Wednesday, January 8, 2014

Early Morning at Warorot Market

One of my favorite things to do when traveling, especially in the developing world, is to walk around markets. Often consisting only of a bunch of tables under a shelter of some sort, they become fascinating hives of activity: a butcher chopping up meat; coconut vendors pressing the bright white flesh of, well, coconuts; fishmongers whacking the heads off of fish; curry paste vendors pounding spices into curry pastes; and so on. They are also great windows into the local food culture. You can see what's in season, what snacks are being sold, to what extent every little bit of animals and plants (banana stem curry, anyone?) are being used, and so much more. I could (and do) walk walk around such markets for hours without getting bored.


 On my most recent trip to Chiang Mai, Thailand, I spent most of the days cycling with a relatively early-morning start. As the best food markets often happen in the morning, this mostly precluded wandering around food markets (though we did stop at one in a village one day on our bikes). I wanted to spend more time in a market, though, so I made plans to do so on my last day, before my noon flight.

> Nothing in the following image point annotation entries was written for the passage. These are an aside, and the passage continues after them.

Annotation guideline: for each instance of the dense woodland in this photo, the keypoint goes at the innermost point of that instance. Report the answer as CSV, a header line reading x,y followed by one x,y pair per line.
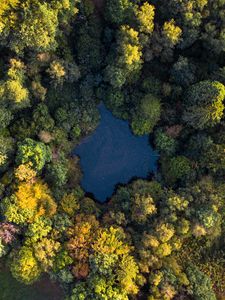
x,y
161,66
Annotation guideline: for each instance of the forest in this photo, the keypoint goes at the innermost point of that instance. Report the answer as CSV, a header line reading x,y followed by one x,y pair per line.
x,y
159,65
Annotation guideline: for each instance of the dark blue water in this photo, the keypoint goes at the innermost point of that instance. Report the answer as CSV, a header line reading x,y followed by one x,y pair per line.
x,y
112,155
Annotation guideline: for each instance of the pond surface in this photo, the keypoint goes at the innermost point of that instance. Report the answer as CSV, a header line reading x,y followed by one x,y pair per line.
x,y
112,155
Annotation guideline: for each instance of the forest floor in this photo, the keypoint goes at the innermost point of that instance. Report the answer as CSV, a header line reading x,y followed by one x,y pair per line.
x,y
11,289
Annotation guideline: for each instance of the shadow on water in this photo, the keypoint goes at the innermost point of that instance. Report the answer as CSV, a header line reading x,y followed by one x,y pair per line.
x,y
112,156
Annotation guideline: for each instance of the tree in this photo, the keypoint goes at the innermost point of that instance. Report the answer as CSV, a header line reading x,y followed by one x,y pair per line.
x,y
204,104
176,168
24,266
145,15
30,201
117,11
35,153
147,115
142,208
164,143
201,286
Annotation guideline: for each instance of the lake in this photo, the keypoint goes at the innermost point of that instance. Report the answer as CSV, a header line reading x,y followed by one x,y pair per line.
x,y
113,155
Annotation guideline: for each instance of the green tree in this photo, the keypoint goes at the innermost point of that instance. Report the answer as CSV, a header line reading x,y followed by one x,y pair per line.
x,y
201,286
204,104
30,151
147,115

I had been told that the biggest, and best, market in Chiang Mai is the Warorot Market, and that it opens extremely early. Perfect. I arranged for a tuktuk from my hotel at 6 am. While there is an actual building called Warorot Market, it is surrounded by vendors and across from another large market building. The tuktuk dropped me off in the midst of the area, but it was pretty quiet when I arrived before the sun came up. There were some stalls on the street with lights that seemed to have been selling fruits and flowers all night. But most of the indoor stalls were either covered up or sporadically starting to open.

Just inside the door of the main market building was a food stall clearly open, though, selling coffee, bao, and fried dough. A friendly woman behind the counter took one look at my tired, lost-looking, clearly foreign self and said "coffee?" I nodded and she poured me a cup, stirred in some sweetened condensed milk (as local coffee there is served), and set it down on her counter in front of a tool. I sat there, next to an older Thai man who was bantering with the woman behind the counter, and pointed to a tray of bao. She picked one for me, said "inside, prawn," I nodded, and she set it on a plate. After drinking the coffee and watching the steady stream of tired-looking customers, I paid the 20 bhat (about 60 cents) she asked for and walked back outside.



The sun wasn't yet visible, but the sky was starting to get lighter. Monks were walking around, and seemed to be leading small groups of people in some sort of prayer or offering ceremony. Vendors were now setting up in full force, with boxes and crates being moved around everywhere, trucks and motorbikes being unloaded, and stall doors being opened or uncovered. I walked past the fruit and flower vendors, and back into the market building. In this room there was a veritable sea of butchers. The next room was all about fish, fresh and dried. There were some people behind a fence (seriously) chopping coconuts.

Back out on the street, activity was picking up as well. Some people just spread their wares on blankets or banana leaves or folding tables. Others had more permanent stalls or carts. One woman sold bananas. Another had (grilled?) frogs on sticks. Several were making little sweet pancakes filled with fresh coconut milk (30 cents for 3; delicious). Another was selling a huge stack of crabs. As in much of the developing world, it seemed everybody had a project. And merchandise for sale. Now the sun was out and the market seemed to be genuinely open, though some of the cookware and clothing vendors were still opening. I started doing some shopping, to bring some things back to Singapore (which has fewer rules about importing food, compared to the US). I bought a bag of freshly pounded red curry paste from an older man and his wife, who wanted me to watch news of the Bangkok protests with them on their 10" CRT TV. This came in a tied plastic bag, so I also found a man who sold me a 10-cent plastic container so the curry paste would survive the flight. I bought a bag of dried chilies. Some spicy fish dip for green mango. A tiny little jar of some sort of chili paste. And "pun taeng," a limestone derivative often used in Thai cooking (also came in a bag; so I went back to 10-cent container man, who laughed and sold me another container). And picked up some dried fruit, tamarind and ginger, along with candy for my students.

I also wanted to eat some more. A fruit vendor had a bag of sliced green and sweet mango that I saved for my flight. I couldn't resist the mango and sticky rice vendor. And the slightly upscale espresso cart actually made a decent cappuccino.

In all, I wandered around the market for about 2 hours. As things opened, it was like a new market every time. When I left, it was pretty busy. Then I took a tuktuk back to my hotel (driving at one point through another market, filled mostly with pineapples, watermelons and coconuts), crammed my purchases into my bag, and headed to the airport.